TagParser proceeds in three phases: chunking, relation linking and semantic computation.

TagParser is a bottom up parser. That means that, starting from the words, the structures are grouped together to form the final result as described in the external specification.

It an hybrid algorithm. The algorithm is the combination of automata and statistical processing. The linguistics data that drive parsing are extracted from a lexicon download and a training upon an annoted corpus.

The following text presents TagParser with some simple examples.

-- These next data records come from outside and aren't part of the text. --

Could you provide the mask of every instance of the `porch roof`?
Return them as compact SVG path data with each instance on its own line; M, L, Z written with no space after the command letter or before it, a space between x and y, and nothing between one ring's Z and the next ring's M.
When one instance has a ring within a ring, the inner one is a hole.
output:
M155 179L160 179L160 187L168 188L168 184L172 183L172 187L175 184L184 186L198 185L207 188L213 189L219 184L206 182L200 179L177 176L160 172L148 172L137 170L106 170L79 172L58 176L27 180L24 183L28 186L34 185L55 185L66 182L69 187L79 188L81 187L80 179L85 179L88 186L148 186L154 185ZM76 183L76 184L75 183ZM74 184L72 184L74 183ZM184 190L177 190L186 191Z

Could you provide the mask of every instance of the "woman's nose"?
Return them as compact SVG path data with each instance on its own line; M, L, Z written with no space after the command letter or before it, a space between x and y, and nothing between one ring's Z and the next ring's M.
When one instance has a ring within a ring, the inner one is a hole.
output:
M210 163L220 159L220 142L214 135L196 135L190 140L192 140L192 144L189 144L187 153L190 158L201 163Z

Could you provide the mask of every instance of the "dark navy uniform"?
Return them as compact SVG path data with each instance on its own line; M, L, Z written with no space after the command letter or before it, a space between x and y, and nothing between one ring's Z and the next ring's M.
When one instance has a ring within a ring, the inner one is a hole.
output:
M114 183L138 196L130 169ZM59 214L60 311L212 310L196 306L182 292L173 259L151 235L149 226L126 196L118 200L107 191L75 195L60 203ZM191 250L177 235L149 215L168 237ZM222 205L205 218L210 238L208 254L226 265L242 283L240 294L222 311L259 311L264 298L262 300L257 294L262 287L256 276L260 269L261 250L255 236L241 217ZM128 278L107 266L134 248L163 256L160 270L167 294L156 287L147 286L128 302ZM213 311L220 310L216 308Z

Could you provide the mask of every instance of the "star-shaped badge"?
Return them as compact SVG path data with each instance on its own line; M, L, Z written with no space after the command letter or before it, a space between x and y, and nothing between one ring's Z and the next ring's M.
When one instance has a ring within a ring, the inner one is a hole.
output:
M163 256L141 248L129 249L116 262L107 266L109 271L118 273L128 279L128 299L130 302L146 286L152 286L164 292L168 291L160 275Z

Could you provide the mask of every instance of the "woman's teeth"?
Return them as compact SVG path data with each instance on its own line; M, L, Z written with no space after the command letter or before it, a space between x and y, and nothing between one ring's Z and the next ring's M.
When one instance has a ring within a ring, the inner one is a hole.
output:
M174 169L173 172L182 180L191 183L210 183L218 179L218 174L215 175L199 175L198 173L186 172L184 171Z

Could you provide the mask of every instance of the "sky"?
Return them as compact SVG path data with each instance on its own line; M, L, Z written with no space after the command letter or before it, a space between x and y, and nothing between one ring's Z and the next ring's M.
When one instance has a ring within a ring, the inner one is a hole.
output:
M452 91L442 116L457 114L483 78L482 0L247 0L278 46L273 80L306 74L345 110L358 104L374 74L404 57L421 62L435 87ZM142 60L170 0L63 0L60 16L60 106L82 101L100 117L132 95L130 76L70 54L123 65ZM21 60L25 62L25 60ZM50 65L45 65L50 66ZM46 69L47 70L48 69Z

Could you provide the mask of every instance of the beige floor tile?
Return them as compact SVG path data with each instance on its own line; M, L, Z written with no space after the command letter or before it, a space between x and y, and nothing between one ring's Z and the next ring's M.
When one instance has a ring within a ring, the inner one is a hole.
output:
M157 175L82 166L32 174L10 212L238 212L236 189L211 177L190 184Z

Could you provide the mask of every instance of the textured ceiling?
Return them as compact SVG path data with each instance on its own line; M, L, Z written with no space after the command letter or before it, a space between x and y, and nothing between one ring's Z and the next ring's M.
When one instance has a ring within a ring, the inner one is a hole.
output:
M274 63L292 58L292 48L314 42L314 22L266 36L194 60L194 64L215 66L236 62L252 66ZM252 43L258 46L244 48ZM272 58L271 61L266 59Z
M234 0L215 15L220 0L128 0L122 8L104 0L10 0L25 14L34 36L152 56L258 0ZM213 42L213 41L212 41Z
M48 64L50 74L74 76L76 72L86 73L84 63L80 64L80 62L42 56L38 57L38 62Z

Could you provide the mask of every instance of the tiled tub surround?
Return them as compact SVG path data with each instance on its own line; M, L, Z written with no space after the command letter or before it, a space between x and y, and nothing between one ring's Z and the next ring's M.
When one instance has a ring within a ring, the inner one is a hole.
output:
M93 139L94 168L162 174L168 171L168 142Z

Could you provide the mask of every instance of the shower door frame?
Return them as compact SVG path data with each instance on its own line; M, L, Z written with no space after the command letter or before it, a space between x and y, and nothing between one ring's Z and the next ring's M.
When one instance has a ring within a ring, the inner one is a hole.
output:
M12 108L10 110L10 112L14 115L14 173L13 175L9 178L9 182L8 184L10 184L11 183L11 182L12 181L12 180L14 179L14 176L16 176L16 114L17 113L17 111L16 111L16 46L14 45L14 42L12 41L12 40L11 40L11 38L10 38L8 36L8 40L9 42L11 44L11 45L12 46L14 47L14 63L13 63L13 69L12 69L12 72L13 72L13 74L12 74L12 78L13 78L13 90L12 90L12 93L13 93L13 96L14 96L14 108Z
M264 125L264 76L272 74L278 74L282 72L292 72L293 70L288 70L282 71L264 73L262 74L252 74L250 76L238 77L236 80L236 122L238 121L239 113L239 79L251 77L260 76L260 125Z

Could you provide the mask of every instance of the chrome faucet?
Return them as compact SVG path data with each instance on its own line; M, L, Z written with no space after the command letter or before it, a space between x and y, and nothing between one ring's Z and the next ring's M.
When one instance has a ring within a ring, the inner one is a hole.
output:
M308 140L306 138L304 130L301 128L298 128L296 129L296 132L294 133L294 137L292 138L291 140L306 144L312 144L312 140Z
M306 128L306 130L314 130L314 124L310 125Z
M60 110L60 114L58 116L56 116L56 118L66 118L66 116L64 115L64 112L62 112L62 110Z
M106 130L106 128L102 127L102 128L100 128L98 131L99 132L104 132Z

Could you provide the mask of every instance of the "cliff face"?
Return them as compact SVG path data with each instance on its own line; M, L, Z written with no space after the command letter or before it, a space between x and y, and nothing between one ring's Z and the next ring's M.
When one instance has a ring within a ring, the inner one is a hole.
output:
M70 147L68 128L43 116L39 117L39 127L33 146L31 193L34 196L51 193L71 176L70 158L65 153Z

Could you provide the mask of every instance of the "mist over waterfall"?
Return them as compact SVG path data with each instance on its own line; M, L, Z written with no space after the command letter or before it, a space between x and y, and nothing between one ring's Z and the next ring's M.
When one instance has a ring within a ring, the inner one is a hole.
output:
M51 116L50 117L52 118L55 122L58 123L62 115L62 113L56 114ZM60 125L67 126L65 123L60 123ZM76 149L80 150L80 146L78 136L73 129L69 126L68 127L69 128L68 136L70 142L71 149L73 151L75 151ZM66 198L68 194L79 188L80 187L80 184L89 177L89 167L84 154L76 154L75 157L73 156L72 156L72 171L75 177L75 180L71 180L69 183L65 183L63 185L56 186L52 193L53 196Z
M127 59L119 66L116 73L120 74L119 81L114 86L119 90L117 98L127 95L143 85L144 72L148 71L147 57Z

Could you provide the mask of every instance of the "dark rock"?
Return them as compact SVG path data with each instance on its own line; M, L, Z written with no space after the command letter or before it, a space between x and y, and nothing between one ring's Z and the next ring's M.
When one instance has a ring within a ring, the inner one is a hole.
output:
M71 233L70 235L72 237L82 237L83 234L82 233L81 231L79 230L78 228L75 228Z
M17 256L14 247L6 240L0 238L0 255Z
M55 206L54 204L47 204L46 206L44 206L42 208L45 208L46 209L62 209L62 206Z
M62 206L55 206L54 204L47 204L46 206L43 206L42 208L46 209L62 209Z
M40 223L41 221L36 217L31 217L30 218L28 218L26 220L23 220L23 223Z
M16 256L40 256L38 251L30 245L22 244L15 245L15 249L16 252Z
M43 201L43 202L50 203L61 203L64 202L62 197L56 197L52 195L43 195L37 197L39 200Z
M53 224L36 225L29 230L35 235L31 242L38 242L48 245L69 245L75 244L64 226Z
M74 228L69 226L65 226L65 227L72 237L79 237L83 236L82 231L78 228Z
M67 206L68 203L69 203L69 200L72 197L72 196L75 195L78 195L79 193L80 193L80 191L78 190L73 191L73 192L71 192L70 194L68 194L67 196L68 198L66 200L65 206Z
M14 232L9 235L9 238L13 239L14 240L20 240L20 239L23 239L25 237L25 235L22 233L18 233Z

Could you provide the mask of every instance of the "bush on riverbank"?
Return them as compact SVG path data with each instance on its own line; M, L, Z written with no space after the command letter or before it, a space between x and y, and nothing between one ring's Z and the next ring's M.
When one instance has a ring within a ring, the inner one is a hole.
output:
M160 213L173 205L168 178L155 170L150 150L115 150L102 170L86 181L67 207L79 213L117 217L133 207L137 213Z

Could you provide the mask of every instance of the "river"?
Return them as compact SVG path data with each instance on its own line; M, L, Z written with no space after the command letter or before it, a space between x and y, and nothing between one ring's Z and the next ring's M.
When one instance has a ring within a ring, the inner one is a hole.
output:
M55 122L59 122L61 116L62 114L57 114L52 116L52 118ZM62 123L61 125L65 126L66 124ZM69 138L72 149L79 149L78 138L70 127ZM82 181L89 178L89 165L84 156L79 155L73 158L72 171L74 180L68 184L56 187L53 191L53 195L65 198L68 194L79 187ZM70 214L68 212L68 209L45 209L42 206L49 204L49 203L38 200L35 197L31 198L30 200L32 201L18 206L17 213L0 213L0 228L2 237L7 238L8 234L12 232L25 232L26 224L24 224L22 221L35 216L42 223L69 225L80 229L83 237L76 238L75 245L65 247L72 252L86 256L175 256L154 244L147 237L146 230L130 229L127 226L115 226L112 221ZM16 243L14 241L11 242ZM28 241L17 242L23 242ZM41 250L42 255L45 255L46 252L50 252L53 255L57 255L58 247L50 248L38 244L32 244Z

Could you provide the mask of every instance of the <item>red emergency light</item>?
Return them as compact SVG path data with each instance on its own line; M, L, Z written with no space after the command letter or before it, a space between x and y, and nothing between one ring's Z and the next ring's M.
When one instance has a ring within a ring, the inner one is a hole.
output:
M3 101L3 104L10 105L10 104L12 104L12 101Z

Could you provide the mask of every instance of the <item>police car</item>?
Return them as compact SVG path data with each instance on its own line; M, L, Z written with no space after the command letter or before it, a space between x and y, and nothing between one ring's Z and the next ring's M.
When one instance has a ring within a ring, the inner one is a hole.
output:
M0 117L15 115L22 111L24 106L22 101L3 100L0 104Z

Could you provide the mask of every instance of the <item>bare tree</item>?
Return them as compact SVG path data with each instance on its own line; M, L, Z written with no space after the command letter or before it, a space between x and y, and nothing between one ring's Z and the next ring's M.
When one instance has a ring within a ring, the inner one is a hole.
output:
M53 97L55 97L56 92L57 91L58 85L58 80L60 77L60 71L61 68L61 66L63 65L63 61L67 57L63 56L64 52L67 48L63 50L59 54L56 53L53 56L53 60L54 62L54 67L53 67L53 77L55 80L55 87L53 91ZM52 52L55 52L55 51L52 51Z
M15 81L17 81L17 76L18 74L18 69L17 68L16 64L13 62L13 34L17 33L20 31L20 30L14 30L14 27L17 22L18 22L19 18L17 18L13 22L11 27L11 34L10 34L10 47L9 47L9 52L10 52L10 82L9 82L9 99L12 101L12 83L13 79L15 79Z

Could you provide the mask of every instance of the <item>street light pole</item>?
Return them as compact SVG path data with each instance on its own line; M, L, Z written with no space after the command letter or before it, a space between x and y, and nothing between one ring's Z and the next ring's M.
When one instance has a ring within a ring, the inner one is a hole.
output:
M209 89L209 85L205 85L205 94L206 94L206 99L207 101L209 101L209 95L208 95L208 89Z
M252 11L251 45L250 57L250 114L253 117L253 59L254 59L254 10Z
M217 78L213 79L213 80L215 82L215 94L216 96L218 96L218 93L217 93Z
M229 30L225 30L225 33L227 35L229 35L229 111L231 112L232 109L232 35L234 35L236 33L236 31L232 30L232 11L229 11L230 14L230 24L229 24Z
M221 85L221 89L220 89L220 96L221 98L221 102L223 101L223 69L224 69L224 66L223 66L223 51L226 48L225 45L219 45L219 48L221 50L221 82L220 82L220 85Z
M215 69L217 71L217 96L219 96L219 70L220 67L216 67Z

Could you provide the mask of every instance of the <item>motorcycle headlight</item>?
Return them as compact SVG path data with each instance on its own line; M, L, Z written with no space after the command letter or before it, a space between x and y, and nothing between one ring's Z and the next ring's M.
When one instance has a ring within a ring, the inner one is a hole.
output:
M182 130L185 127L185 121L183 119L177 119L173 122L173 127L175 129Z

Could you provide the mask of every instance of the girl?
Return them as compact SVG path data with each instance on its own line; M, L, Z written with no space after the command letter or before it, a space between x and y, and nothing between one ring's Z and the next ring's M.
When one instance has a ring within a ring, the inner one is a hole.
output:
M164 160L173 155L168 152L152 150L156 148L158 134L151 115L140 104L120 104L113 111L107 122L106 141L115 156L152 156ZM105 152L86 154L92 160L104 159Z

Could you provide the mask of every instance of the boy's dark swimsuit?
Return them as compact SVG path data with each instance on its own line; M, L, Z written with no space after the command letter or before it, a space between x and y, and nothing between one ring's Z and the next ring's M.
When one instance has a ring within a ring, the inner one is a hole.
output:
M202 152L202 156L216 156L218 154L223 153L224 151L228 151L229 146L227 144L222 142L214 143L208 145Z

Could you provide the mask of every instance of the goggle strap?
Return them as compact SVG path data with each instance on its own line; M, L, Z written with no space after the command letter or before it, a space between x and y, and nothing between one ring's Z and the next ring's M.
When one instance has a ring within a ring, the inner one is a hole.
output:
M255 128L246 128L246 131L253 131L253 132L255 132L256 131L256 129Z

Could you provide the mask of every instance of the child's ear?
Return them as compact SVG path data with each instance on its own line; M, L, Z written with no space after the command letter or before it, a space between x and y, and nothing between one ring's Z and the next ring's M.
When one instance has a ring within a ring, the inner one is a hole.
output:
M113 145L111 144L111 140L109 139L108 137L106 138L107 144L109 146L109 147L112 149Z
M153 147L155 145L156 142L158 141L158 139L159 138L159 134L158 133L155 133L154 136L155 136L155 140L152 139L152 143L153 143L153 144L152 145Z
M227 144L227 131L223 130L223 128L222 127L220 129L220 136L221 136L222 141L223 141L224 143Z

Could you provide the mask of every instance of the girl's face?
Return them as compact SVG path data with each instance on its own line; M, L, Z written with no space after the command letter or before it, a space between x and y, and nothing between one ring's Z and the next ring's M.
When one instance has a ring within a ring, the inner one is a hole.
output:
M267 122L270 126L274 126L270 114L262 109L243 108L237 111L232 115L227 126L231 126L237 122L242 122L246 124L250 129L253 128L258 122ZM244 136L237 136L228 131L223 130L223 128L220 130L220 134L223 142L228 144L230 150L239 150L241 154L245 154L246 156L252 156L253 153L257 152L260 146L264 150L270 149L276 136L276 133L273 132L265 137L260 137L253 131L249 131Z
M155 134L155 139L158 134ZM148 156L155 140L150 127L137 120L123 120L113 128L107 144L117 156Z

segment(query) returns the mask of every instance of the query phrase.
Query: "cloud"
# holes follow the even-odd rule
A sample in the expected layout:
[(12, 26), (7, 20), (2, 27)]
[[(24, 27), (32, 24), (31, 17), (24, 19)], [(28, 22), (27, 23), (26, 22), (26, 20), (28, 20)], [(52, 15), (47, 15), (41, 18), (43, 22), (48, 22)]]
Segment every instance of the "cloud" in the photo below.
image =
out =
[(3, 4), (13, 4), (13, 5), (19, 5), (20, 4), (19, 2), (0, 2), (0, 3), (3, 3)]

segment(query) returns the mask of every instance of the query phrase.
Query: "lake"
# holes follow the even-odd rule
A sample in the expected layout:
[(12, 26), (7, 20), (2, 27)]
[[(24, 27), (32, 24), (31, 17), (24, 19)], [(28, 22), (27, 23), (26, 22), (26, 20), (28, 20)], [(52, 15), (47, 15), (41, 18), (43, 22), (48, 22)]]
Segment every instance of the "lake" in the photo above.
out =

To get a more complete picture, please consult UML activity diagram.

 

1) CHUNKING

After a morphological analysis, the aim is to obtain:

a) A part of speech tagging.

For instance:

In the sentence: "The table is near the wall", the word "table" will be distinguished from a verb usage like in: "They table the results".

b) A syntactic groups delimitation (i.e. Chunking).

It is to determine the strict border between syntactic groups.

So, in the first example, the following delimitation will be set:

[The table][is][near the wall]

c) A group labelling

The groups will be marked. The following result will be produced:

GN GV GP GP

2) SYNTACTIC RELATION LABELING

The chunking process produces a unique result made of constituents. The aim, now is to link these structures by means of relations like subject or noun-modifier. On the contrary of the chunker (which is based on machine learning techniques), the relations are built by hand-written rules. There are 14 types of relations as specified in the PEAS annotation guide lines and then reused and slightly improved within the ANR Passage, see here

You will find more details in the paper presented at TALN-2003, in the workshop "Evaluation of syntactic parsers".

3) SEMANTIC COMPUTATION

Then, a pipe line of four modules are applied:

  • named entity recognition to identify person names, organization names or dates,
  • word sense disambiguation. The goal is mainly to detect whether a word has one or many meanings. Moreover, for some words, a domain mark like "agriculture" is attached to a specific word sense.
  • coreference resolution with three subtasks:
    • variant grouping, like a linking between "Nicolas Sarkosy" with "Sarko" (nickname)
    • anaphora resolution, like "Robert Mitchum ... he".
    • function name identification in order to link "Nicolas Sarkozy ... the president".
  • quotation extraction in order to extract "who said what".